Need your help with these doubts

I have some doubts please help me

  1. Is it a good practice to initialize a variable before using it, say 0. Assume any general program, instead of writing

int *a_d;

i write int *a_d=0; does it help compiler in any way.

  1. What is the difference between __syncthreads() and __threadfence()

  2. Why do we call functions executed on device as kernel. Kernel means core part of an OS. why do we use that word here!!?

  3. my VS shows error if i pass matrix parameter other than const float* datatype in Function cublasSgemm(). what if i want to use int datatype. It wont even accept float datatype. Isnt there any way apart typecasting.

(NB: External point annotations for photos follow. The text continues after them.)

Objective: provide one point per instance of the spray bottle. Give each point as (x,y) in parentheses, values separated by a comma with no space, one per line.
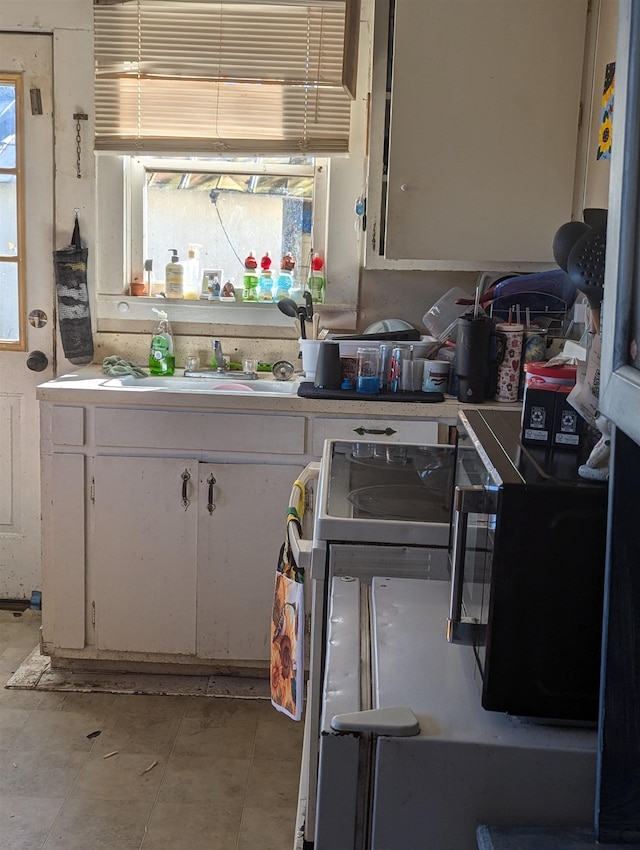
(161,357)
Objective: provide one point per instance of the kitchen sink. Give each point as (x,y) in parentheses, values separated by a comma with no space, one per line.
(177,383)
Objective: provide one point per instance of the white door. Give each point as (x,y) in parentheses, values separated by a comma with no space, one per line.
(27,322)
(143,554)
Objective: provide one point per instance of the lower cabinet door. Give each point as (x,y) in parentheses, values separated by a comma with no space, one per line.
(143,554)
(242,510)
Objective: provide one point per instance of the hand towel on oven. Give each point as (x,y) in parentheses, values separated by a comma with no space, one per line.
(287,630)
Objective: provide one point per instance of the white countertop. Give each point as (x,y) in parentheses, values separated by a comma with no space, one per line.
(89,385)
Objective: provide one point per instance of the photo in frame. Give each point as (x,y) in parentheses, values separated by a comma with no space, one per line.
(211,284)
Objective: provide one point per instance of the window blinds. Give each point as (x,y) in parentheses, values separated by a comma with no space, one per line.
(198,77)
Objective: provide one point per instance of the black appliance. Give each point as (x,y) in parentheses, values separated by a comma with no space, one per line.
(527,570)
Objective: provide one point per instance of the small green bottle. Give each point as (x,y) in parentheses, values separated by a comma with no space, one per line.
(161,357)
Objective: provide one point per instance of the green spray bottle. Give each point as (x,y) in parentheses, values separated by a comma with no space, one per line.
(161,358)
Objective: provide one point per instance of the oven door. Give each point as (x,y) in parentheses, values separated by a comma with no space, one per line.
(475,504)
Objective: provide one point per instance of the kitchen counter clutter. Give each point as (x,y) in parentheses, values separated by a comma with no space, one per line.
(163,510)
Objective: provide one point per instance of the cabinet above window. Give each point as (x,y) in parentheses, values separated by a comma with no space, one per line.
(474,132)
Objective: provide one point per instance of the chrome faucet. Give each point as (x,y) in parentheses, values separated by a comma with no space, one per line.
(218,355)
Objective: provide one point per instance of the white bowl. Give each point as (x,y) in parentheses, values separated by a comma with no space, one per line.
(423,347)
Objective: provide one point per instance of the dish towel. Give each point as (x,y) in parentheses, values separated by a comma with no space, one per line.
(115,366)
(287,629)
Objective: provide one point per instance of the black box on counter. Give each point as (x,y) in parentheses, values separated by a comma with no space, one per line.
(538,415)
(568,425)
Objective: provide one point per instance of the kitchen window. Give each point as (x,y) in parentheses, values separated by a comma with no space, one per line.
(220,210)
(215,122)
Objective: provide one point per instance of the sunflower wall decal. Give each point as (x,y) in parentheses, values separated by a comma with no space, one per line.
(606,124)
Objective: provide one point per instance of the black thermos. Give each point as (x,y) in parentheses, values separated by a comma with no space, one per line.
(472,356)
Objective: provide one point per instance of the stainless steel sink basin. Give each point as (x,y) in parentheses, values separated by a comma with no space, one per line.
(178,383)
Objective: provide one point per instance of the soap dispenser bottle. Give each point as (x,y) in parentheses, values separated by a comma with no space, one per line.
(161,358)
(174,276)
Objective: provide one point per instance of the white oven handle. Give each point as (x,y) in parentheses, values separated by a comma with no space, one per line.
(467,499)
(301,548)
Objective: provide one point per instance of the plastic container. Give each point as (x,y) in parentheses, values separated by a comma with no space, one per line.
(174,276)
(192,283)
(539,374)
(161,357)
(442,318)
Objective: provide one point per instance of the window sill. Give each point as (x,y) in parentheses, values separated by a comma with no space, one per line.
(114,311)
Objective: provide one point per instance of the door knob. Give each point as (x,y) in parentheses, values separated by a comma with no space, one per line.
(37,361)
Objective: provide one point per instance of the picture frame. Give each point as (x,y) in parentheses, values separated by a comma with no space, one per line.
(208,275)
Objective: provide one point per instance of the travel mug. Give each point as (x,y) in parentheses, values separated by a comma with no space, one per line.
(509,368)
(328,367)
(472,357)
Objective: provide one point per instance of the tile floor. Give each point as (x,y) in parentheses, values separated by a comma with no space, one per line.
(225,774)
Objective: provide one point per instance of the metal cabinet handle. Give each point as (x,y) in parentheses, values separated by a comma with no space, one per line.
(473,498)
(386,431)
(186,476)
(210,497)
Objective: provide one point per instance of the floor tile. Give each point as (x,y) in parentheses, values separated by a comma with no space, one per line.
(149,704)
(273,782)
(200,736)
(205,779)
(97,704)
(12,722)
(124,776)
(192,826)
(33,773)
(26,821)
(266,828)
(138,733)
(99,825)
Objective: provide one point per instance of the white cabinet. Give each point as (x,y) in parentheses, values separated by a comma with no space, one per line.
(183,555)
(143,554)
(474,131)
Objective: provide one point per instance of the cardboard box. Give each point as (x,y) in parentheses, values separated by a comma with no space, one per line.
(568,424)
(538,415)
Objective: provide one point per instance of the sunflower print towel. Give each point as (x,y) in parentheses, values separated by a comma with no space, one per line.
(287,631)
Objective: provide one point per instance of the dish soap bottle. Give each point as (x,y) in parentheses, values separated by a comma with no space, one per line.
(250,279)
(174,276)
(315,284)
(265,281)
(161,357)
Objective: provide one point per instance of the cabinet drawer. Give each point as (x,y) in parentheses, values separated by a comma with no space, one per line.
(200,431)
(403,431)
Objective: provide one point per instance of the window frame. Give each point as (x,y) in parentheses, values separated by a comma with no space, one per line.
(118,262)
(19,258)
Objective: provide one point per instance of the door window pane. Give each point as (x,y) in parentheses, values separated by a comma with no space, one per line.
(9,303)
(8,216)
(7,125)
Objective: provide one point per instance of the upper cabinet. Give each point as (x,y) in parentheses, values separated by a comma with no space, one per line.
(474,132)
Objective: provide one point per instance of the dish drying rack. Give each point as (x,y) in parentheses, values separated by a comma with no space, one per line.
(556,316)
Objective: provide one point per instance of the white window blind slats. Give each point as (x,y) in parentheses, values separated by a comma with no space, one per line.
(197,76)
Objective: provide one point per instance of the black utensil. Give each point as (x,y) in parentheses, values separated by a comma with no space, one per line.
(302,315)
(309,302)
(289,307)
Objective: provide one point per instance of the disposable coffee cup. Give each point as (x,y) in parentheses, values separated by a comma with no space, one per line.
(436,376)
(367,376)
(309,349)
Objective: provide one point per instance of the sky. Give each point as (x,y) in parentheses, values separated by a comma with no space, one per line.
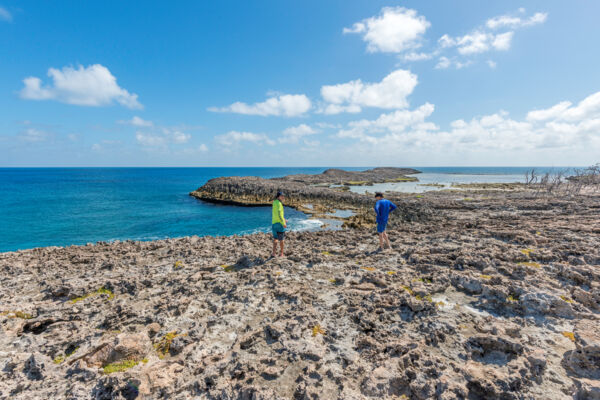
(290,83)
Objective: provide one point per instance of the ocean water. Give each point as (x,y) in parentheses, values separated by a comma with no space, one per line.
(66,206)
(446,176)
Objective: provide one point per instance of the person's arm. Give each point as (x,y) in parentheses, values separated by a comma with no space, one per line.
(281,214)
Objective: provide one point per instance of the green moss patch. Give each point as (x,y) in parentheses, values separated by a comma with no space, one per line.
(119,366)
(100,291)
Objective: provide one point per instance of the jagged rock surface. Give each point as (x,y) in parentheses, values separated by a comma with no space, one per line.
(494,297)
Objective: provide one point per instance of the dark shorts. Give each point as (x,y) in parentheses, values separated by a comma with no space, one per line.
(278,231)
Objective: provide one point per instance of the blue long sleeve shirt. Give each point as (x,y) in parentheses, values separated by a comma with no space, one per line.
(383,208)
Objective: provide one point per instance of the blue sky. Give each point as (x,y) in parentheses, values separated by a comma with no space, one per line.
(287,83)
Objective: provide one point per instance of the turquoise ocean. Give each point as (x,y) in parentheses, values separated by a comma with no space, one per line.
(67,206)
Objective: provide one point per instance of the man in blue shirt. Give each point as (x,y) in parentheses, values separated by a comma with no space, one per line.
(383,208)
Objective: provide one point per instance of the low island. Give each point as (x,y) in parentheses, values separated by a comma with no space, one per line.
(486,294)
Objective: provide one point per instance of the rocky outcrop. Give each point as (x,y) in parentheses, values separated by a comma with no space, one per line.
(313,194)
(491,298)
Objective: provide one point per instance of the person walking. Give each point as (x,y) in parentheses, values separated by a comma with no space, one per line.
(383,208)
(278,224)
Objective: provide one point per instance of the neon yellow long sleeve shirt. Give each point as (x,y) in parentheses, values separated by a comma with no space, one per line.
(278,213)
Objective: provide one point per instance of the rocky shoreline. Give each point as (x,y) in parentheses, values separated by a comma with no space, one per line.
(315,195)
(490,295)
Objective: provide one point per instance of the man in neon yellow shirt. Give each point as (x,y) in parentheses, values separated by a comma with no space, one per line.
(279,224)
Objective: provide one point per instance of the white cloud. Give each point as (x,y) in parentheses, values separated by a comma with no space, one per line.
(295,133)
(477,42)
(233,138)
(394,30)
(32,135)
(414,56)
(485,38)
(445,62)
(162,138)
(502,41)
(396,121)
(90,86)
(288,105)
(5,15)
(137,121)
(507,21)
(176,136)
(564,126)
(150,140)
(390,93)
(195,150)
(587,109)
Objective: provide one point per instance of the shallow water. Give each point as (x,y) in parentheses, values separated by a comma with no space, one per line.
(446,176)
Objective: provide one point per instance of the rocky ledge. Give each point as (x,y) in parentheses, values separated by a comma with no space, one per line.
(315,194)
(495,296)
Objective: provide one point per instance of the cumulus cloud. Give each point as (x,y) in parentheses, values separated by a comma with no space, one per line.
(32,135)
(288,105)
(513,22)
(293,134)
(485,38)
(234,138)
(587,109)
(162,137)
(394,30)
(5,15)
(84,86)
(414,56)
(150,140)
(195,150)
(390,93)
(562,126)
(477,42)
(137,121)
(394,122)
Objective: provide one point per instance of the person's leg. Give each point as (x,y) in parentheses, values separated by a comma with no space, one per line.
(387,240)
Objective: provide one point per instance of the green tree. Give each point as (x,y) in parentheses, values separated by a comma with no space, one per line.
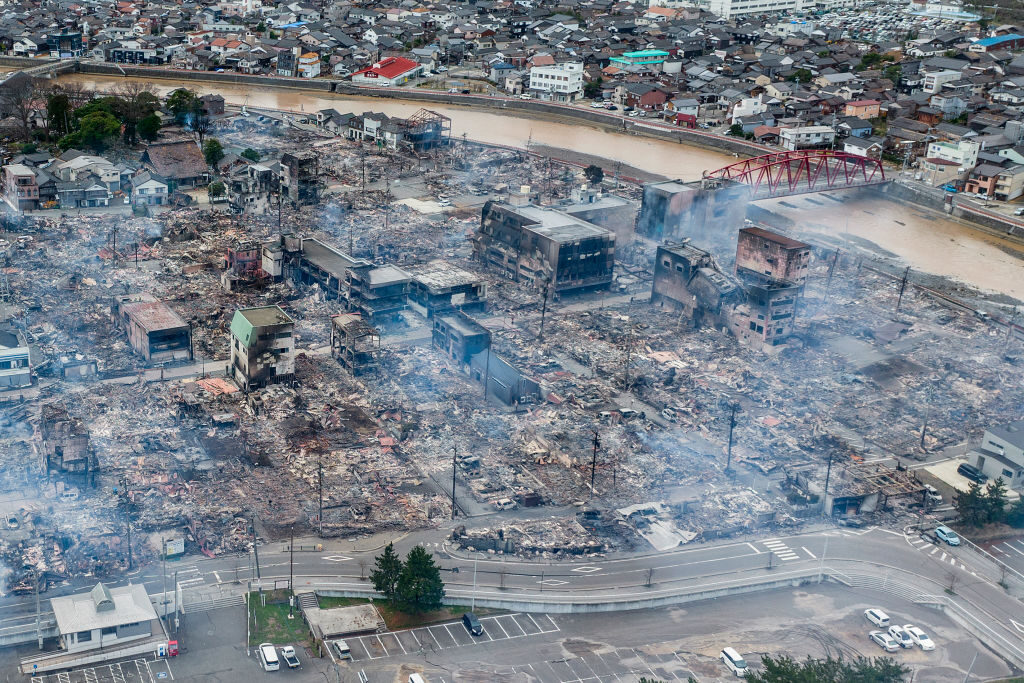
(95,131)
(213,152)
(420,585)
(801,76)
(786,670)
(971,505)
(386,572)
(995,501)
(181,103)
(148,127)
(58,113)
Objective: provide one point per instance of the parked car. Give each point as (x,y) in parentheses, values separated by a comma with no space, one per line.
(901,636)
(290,657)
(884,640)
(920,637)
(971,472)
(472,624)
(878,617)
(734,662)
(947,535)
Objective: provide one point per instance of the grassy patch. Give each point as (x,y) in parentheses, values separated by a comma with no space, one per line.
(269,624)
(395,619)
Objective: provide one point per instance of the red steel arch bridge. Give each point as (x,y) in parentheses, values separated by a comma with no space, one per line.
(785,173)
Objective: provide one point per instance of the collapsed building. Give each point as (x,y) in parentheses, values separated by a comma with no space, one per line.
(704,211)
(758,304)
(545,247)
(64,441)
(15,358)
(155,331)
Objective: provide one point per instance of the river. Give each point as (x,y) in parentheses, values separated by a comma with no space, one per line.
(925,240)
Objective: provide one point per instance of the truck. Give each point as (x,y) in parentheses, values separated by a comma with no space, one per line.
(290,657)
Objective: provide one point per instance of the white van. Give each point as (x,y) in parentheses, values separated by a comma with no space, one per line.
(735,663)
(268,656)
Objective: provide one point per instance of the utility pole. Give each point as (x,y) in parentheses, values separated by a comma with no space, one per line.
(255,549)
(291,569)
(320,486)
(455,454)
(902,286)
(544,309)
(732,424)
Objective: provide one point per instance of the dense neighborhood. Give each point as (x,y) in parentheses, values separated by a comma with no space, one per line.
(932,88)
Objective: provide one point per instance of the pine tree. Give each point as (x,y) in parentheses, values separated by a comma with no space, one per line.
(420,586)
(387,572)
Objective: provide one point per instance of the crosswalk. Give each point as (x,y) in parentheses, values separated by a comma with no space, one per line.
(780,550)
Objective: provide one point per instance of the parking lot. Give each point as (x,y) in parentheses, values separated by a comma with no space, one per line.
(449,636)
(132,671)
(621,665)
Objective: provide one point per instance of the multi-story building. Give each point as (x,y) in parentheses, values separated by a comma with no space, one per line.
(806,137)
(561,83)
(764,256)
(545,247)
(19,186)
(262,346)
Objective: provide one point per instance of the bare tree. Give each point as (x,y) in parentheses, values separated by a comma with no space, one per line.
(20,98)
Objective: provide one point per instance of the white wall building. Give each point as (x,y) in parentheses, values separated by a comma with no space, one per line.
(561,83)
(964,153)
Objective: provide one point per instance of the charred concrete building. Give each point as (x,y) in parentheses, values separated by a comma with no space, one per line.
(355,344)
(767,257)
(64,441)
(706,211)
(262,346)
(545,247)
(156,332)
(438,287)
(687,280)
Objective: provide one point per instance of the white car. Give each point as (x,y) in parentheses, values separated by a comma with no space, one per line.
(901,636)
(878,617)
(884,640)
(920,637)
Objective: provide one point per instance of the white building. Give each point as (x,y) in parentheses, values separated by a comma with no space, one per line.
(806,137)
(730,8)
(561,83)
(964,153)
(934,80)
(104,617)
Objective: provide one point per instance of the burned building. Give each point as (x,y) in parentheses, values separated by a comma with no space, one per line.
(460,337)
(765,256)
(688,281)
(545,247)
(379,293)
(355,344)
(707,211)
(300,179)
(64,441)
(15,358)
(156,332)
(439,287)
(262,346)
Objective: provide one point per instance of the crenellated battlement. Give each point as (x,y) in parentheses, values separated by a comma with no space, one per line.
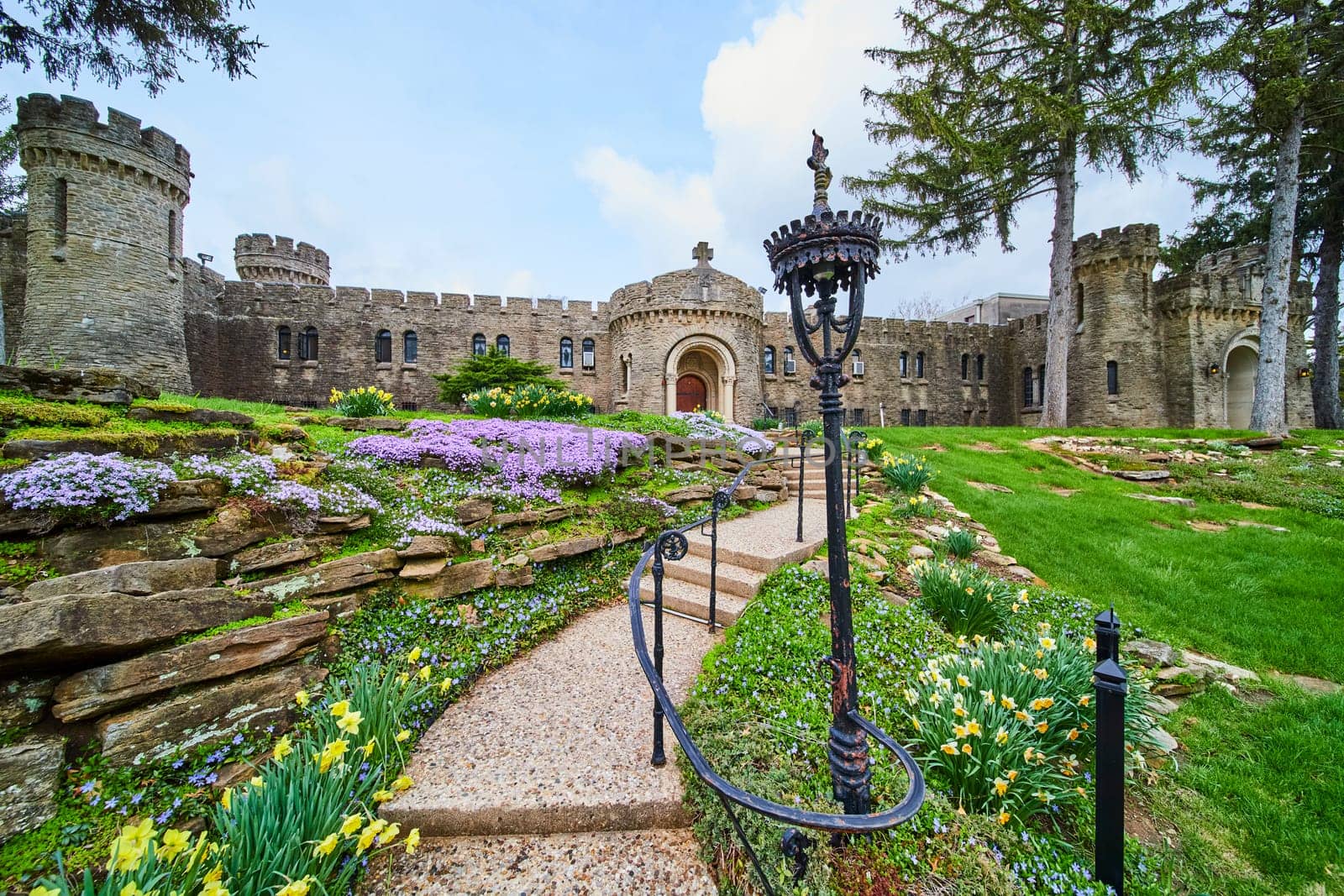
(260,257)
(76,114)
(1132,242)
(1231,259)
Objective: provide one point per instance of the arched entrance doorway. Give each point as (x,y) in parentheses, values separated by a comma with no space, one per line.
(1241,385)
(701,372)
(691,392)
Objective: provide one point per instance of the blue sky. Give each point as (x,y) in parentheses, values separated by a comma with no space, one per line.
(558,148)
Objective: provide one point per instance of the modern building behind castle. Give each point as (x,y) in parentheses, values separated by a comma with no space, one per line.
(97,275)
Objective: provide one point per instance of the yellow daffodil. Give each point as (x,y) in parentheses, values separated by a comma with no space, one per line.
(295,888)
(327,846)
(174,842)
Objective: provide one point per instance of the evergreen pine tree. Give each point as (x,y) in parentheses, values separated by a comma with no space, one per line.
(998,101)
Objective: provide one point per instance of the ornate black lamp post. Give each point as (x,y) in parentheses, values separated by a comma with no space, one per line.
(826,254)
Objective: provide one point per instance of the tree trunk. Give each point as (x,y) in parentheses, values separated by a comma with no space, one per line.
(1326,374)
(1269,411)
(1061,325)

  4. How to use timing function in cublas, i tried #include<time.h> functions but its showing wrong time, I used it on matrix multiplication using cublas visual studio showed less than 8ms but fedora showed around 40ms. why is that!

Thanks for your time, I am sorry if my questions are silly

Let me answer the first two…

  1. Is it a good practice to initialize a variable before using it, say 0.

I always see this as a matter of convenience :), instead of starting with some garbage value for a pointer!

  1. What is the difference between __syncthreads() and __threadfence()

__syncthreads(): All threads in the block will wait until all threads have reached this point of execution.

__threadfence(): This is one of the beautiful ways to make sure that some changes made by a particular thread is visible to all other threads before this thread can proceed with its execution. eg:

__shared__ bool thirdDone;

if(threadIdx.x == 0) {

	thirdDone = false;



if(threadIdx.x == 3) {

	data[blockIdx.x] = 100;

	__threadfence();  // makes this thread to wait till the above statement is committed to memory

	thirdDone = true;


__syncthreads();   // ensures that all threads read the correct value of 'thirdDone'.

if(thirdDone) {

	// do some operation....


oh… and for your 3rd question, here’s my speculation…
Like the OS-kernel is a bridge between the apps and h/w, cuda-kernel is the first point of contact between the code executed on CPU and the one on GPU. (global functions are only call-able from CPU). Hence, they might have kept this name. But I’m sure it shouldn’t be any confusion if you call these functions as ‘cuda-kernels’ :)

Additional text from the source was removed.